Heading back towards Bruny with the wind at our backs the going was easier. I thought, with a new-found admiration, of the sailors on this ocean – the first explorers, the fishermen, the round-the-world yachters. And then I remembered Andrew McAuley, who was determined to be the first person to kayak solo across the Tasman, 1600 km from Tasmania to New Zealand. He had constructed a specially adapted kayak with a watertight cover which he could close in bad weather or at night, and he set off in January 2007, leaving his wife and young son waving goodbye on a Tasmanian beach. He had a video camera mounted on the lip of the kayak and his sobs and crumpled face as he paddled away from the departing cries of his son – “Goodbye Daddy, goodbye!” – are heart-rending. What drives a man to leave his family and head out into the unknown like that? Into the terror and the vastness of the Southern Ocean? In bad weather you can get 30 metre waves out here. That’s like a skyscraper of water. To be lying in the dark in a kayak, hundreds of kilometres from land, carried up the slope of a building wave as if on a conveyor belt, and then dropped off the other side of it, crashing down a cliff of black water, spinning over and over, hour after hour… it’s an appalling thought.

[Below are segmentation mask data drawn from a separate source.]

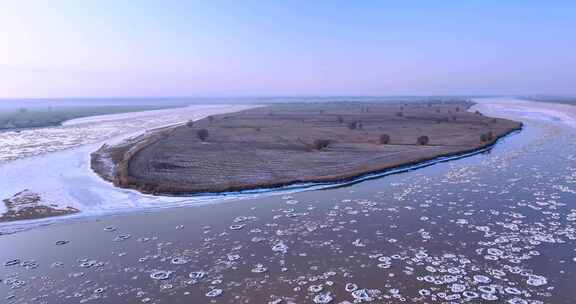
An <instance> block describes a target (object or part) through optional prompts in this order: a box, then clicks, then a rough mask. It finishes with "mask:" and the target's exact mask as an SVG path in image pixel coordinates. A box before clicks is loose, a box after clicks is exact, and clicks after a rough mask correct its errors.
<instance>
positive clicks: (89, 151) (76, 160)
mask: <svg viewBox="0 0 576 304" xmlns="http://www.w3.org/2000/svg"><path fill="white" fill-rule="evenodd" d="M251 107H254V106H251V105H195V106H190V107H186V108H179V109H169V110H158V111H147V112H137V113H126V114H114V115H105V116H97V117H91V118H82V119H78V120H73V121H70V122H68V123H66V124H65V125H63V126H61V127H51V128H43V129H35V130H24V131H22V132H19V133H16V132H5V133H0V185H2V186H1V187H0V199H6V198H10V197H12V196H13V195H14V194H16V193H18V192H20V191H23V190H25V189H28V190H30V191H32V192H34V193H37V194H39V195H40V196H41V197H42V199H43V201H49V202H52V203H56V204H57V205H58V206H59V207H61V208H64V207H72V208H75V209H78V210H80V211H81V213H86V214H89V213H90V212H98V211H103V210H109V209H115V210H116V209H126V208H132V207H135V206H148V205H149V203H150V202H152V201H153V202H154V203H155V204H162V203H163V202H162V199H159V198H156V197H148V196H143V195H141V194H138V193H134V192H132V191H129V190H123V189H117V188H115V187H114V186H112V185H111V184H109V183H107V182H105V181H103V180H101V179H100V178H99V177H98V176H96V175H95V174H94V173H93V172H92V170H91V168H90V153H91V152H93V151H94V150H96V149H97V148H98V147H99V146H100V145H102V144H103V143H104V142H107V143H110V142H117V141H120V140H123V139H124V138H127V137H131V136H136V135H138V134H141V133H142V132H144V131H146V130H148V129H152V128H158V127H162V126H167V125H173V124H179V123H182V122H186V121H188V120H198V119H201V118H203V117H206V116H209V115H214V114H221V113H228V112H235V111H241V110H243V109H247V108H251ZM169 200H175V199H174V198H172V199H169ZM169 203H170V202H166V204H167V205H169ZM6 211H7V210H6V207H5V206H4V204H0V214H2V213H4V212H6Z"/></svg>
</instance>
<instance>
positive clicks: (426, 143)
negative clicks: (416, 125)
mask: <svg viewBox="0 0 576 304" xmlns="http://www.w3.org/2000/svg"><path fill="white" fill-rule="evenodd" d="M416 142H417V143H418V144H419V145H427V144H428V143H429V142H430V138H428V136H426V135H422V136H420V137H418V139H417V140H416Z"/></svg>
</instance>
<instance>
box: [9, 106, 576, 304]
mask: <svg viewBox="0 0 576 304" xmlns="http://www.w3.org/2000/svg"><path fill="white" fill-rule="evenodd" d="M477 109H479V110H480V111H482V112H484V113H486V114H487V115H492V116H501V117H507V118H512V119H518V120H522V121H524V122H525V128H524V130H523V131H522V132H520V133H517V134H514V135H511V136H509V137H507V138H506V139H504V140H503V141H502V142H500V143H499V144H498V145H496V146H495V147H494V148H493V149H492V150H490V151H489V152H485V153H482V154H478V155H475V156H471V157H468V158H464V159H460V160H457V161H452V162H445V163H440V164H436V165H433V166H429V167H426V168H421V169H418V170H414V171H409V172H406V173H403V174H397V175H391V176H387V177H385V178H380V179H373V180H370V181H366V182H363V183H358V184H355V185H351V186H347V187H339V188H331V189H326V190H316V191H303V192H297V193H292V194H283V195H276V196H262V197H254V198H247V199H243V200H237V201H234V202H230V203H224V204H201V205H198V206H196V207H189V208H184V207H183V208H169V209H161V210H157V211H155V212H131V213H123V214H120V215H116V216H94V217H91V218H88V219H83V220H75V221H64V222H62V223H59V224H53V225H49V226H46V227H39V228H35V229H31V230H26V231H22V232H19V233H14V234H8V235H3V236H0V248H1V249H2V250H0V280H2V281H1V282H0V299H1V300H4V301H5V302H6V303H35V302H38V303H42V302H46V303H276V304H280V303H341V304H344V303H364V302H374V303H510V304H524V303H531V304H536V303H567V304H568V303H574V299H575V298H576V290H575V289H574V287H573V285H574V282H575V281H576V205H575V202H576V149H575V146H574V145H575V144H574V143H576V129H575V128H574V122H575V121H576V119H575V117H576V112H575V111H574V108H573V107H572V106H566V105H555V104H547V103H532V102H522V101H518V100H509V99H486V100H482V101H481V103H480V104H479V105H478V106H477ZM118 195H119V197H117V198H115V199H117V200H120V201H122V199H123V198H122V195H124V194H122V195H120V194H118ZM148 199H149V200H151V201H152V200H154V199H156V200H162V199H160V198H152V197H149V198H148ZM184 205H187V204H184Z"/></svg>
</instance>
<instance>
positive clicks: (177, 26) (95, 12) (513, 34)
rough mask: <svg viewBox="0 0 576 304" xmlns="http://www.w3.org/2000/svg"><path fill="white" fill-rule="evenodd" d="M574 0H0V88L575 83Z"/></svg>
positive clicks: (212, 89) (225, 89)
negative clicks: (192, 0) (565, 0)
mask: <svg viewBox="0 0 576 304" xmlns="http://www.w3.org/2000/svg"><path fill="white" fill-rule="evenodd" d="M575 15H576V1H530V0H524V1H487V0H486V1H456V0H454V1H112V0H110V1H106V0H100V1H92V0H83V1H76V0H70V1H65V0H45V1H43V0H37V1H33V0H15V1H12V0H3V1H1V2H0V33H1V36H0V97H66V96H74V97H79V96H90V97H101V96H253V95H434V94H576V18H575V17H574V16H575Z"/></svg>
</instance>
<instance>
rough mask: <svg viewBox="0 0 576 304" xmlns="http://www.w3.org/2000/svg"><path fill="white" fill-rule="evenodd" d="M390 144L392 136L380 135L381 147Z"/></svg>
mask: <svg viewBox="0 0 576 304" xmlns="http://www.w3.org/2000/svg"><path fill="white" fill-rule="evenodd" d="M388 143H390V135H388V134H382V135H380V144H381V145H386V144H388Z"/></svg>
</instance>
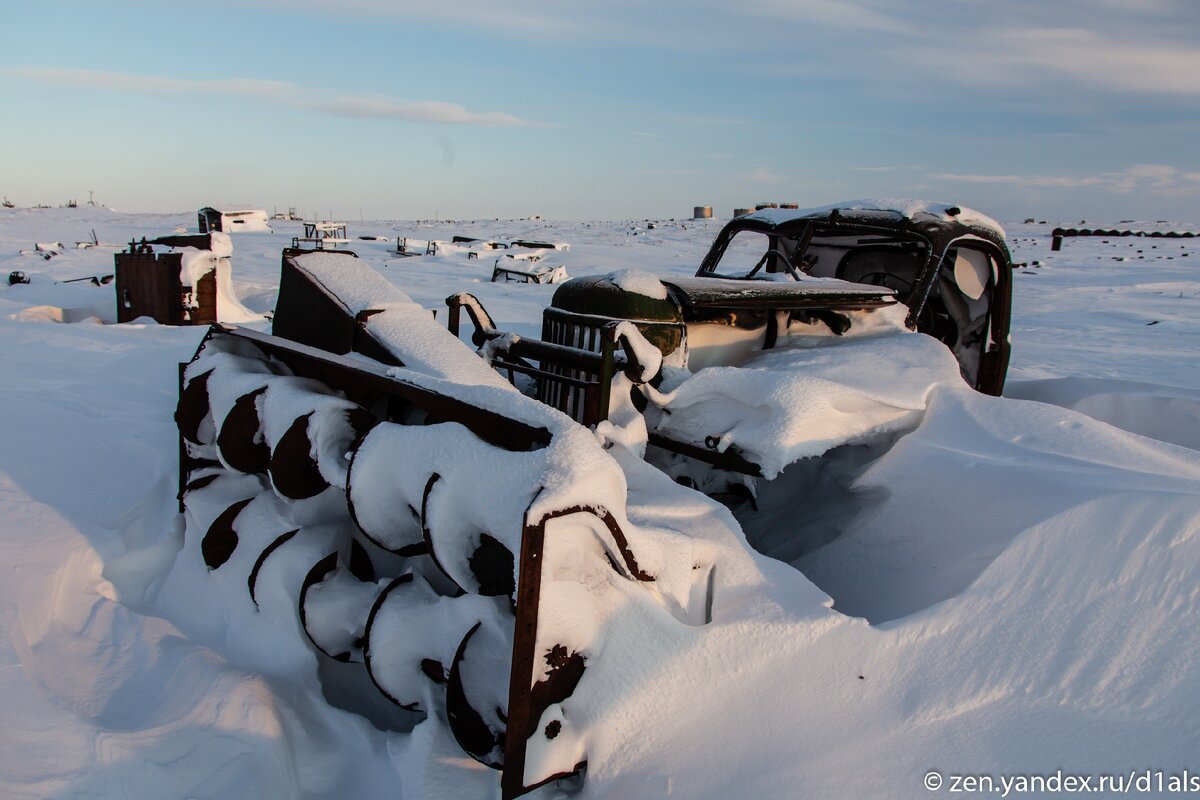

A memory stick was recovered from Andrew McAuley’s empty kayak by New Zealand’s rescue services, which contained the footage of his voyage. The documentary Solo: Lost At Sea shows what he went through – the mountainous waves; the visit of a bedraggled migratory bird that landed, exhausted, in the kayak; the determination that he had to make it, and to see his family again. The documentary ends with a haunting recording picked up by Milford Sound Rescue:

do you copy? this is kayak one. do you copy, over?
I’ve got an emergency situation

I’m in a kayak about 30 kilometres from Milford Sound
I need a rescue
my kayak’s sinking
fell off into the sea
and I’m going down

Andrew McAuley’s body was never recovered. He was within 50 km of the coast of New Zealand when somehow – perhaps by being struck by a freak wave – he came out of his kayak, and became separated from it in the dark. I imagined what it must feel like, to be floating alone at night in the Southern Ocean, the stars wheeling overhead in cold indifference, the coast just a short distance away, perhaps even the distant winking of a lighthouse, and beneath him the dark water, down to the black abyssal depths. So near and yet so far.